El forense le miró a los ojos en silencio durante varios segundos.

—Chico, te la estás jugando. ¿Crees que no puedo hacerlo?

—Creo que no le interesa hacerlo, señor Laville. ¿Me equivoco?

No se trataba de un farol; el muchacho sabía muy bien lo que decía. Resultaba evidente. Otra vez aquella insolencia… y esa perspicacia tan peligrosa.

—Esto no tiene nada que ver con su trabajo para la policía, ¿verdad? —insistió, cada vez más crecido, ante el mutismo del forense—. No es como el caso de Delaveau. Ahora se trata de algo… «particular».

Justin se había dado cuenta de aquel hecho, lo que a buen seguro traería problemas; ahora sabía que, hicieran lo que hiciesen, Marcel Laville y sus muchachos no recurrirían a sus compañeros de la policía. El asunto se acababa de convertir en algo entre ellos.

El forense estaba asombrado por la perspicacia de aquel muchacho… y por la información de la que parecía disponer. ¿A qué venía aquella mención del caso Delaveau? ¿También se permitía ese extraño grupo el lujo de atar cabos?

—Te estás pasando, Justin —advirtió Marcel, su semblante envuelto en una severidad desafiante—. No abuses de nuestra paciencia.

—Tranquilo, esto no va a salir de aquí —el chico bajó la cabeza hacia la hoja metálica que continuaba apuntando a su corazón—. ¿Podría apartar la katana, por favor? Ya no es necesario que me amenace con ella.

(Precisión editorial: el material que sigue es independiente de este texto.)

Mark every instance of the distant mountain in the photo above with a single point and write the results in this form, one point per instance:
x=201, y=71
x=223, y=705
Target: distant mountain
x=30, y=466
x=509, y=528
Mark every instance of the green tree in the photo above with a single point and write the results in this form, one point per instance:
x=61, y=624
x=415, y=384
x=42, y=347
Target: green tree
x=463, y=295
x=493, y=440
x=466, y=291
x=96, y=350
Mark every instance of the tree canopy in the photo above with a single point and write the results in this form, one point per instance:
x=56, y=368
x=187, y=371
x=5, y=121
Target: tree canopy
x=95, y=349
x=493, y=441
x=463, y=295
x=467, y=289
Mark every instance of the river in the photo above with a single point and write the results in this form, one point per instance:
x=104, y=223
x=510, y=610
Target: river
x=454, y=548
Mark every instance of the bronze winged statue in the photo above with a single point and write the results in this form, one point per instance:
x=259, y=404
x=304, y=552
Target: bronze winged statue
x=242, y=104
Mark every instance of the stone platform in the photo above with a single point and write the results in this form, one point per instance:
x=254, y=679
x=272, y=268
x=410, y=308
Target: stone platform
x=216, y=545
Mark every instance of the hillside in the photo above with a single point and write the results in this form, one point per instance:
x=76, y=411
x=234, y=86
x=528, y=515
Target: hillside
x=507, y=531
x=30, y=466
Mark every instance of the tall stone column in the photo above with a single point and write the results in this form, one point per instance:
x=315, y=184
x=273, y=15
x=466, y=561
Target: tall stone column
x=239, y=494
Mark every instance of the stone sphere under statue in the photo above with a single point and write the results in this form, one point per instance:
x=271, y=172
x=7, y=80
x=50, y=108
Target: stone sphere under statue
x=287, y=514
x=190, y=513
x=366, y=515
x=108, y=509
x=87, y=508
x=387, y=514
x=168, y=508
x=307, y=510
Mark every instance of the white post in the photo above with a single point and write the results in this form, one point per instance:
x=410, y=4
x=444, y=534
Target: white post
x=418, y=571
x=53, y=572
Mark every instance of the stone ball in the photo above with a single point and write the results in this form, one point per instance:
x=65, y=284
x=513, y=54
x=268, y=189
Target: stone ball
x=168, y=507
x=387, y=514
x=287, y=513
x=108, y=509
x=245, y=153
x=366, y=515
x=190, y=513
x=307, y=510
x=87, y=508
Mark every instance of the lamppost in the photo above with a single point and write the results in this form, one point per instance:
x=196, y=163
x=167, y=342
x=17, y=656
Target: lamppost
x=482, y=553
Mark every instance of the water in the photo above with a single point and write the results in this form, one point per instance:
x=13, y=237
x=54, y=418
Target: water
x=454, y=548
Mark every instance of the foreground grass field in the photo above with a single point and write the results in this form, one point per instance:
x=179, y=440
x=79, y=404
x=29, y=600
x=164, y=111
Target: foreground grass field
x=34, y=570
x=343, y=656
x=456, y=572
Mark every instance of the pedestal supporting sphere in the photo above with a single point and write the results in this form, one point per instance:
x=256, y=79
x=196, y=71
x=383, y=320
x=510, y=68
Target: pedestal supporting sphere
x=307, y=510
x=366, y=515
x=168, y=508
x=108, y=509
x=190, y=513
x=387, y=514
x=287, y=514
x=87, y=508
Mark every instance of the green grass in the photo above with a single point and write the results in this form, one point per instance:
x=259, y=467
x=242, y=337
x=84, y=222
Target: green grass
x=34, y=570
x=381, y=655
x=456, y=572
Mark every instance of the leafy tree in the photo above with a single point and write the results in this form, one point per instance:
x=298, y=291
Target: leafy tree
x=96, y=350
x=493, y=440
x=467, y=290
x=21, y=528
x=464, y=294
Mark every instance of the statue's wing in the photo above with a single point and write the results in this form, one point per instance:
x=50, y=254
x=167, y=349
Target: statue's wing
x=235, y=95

Edouard se había aproximado mientras Mathieu retenía a Suzanne, y había recogido el revólver que permanecía en el suelo. Ya no había peligro, así que Marcel retiró su espada.

Justin se puso entonces en pie, con movimientos débiles. El ataque sufrido y las lesiones en la cara, a pesar de la entereza que mostraba, le habían afectado mucho.

—No queremos volver a veros —avisó Marcel—. Si hay una próxima vez, os vais a meter en problemas muy serios. Así que preocúpate de tus heridas y olvidaos del asunto; será lo mejor para todos.

—¡Y una mierda! —intervino ahora Suzanne, soltándose de Mathieu entre violentos empujones—. ¡Todos lo hemos visto! ¡Era un verdadero vampiro! ¡Y ha atacado a Justin! ¡Acabaremos con él!

Hablaba a gritos, mostrando un odio visceral que delataba unos sentimientos especiales hacia su compañero.

—¡No haréis nada de eso! —repuso entonces Mathieu, sin poder contenerse, plantándose con todo su poderoso cuerpo ante ella.

—Eso ya lo veremos —Suzanne hablaba ahora bajando la voz, pero en sus venenosas palabras se percibía el mismo rencor que había alimentado su anterior amenaza.

—Será mejor que os larguéis —Mathieu se adelantó un paso más—. Aquí ya no hacéis nada.

Edouard, algo más atrás, había alzado el revólver.

A regañadientes, los cazavampiros empezaron a alejarse rumbo a su coche.

Marcel, mientras tanto, se preguntaba cómo ese grupo había logrado encontrarlos, seguir sus pasos. Una incógnita que cobraba casi la misma fuerza que el enigma de los próximos movimientos de aquellos fanáticos. Sin embargo, en ese instante, esas reflexiones se vieron interrumpidas por la vibración de su móvil. Era Michelle.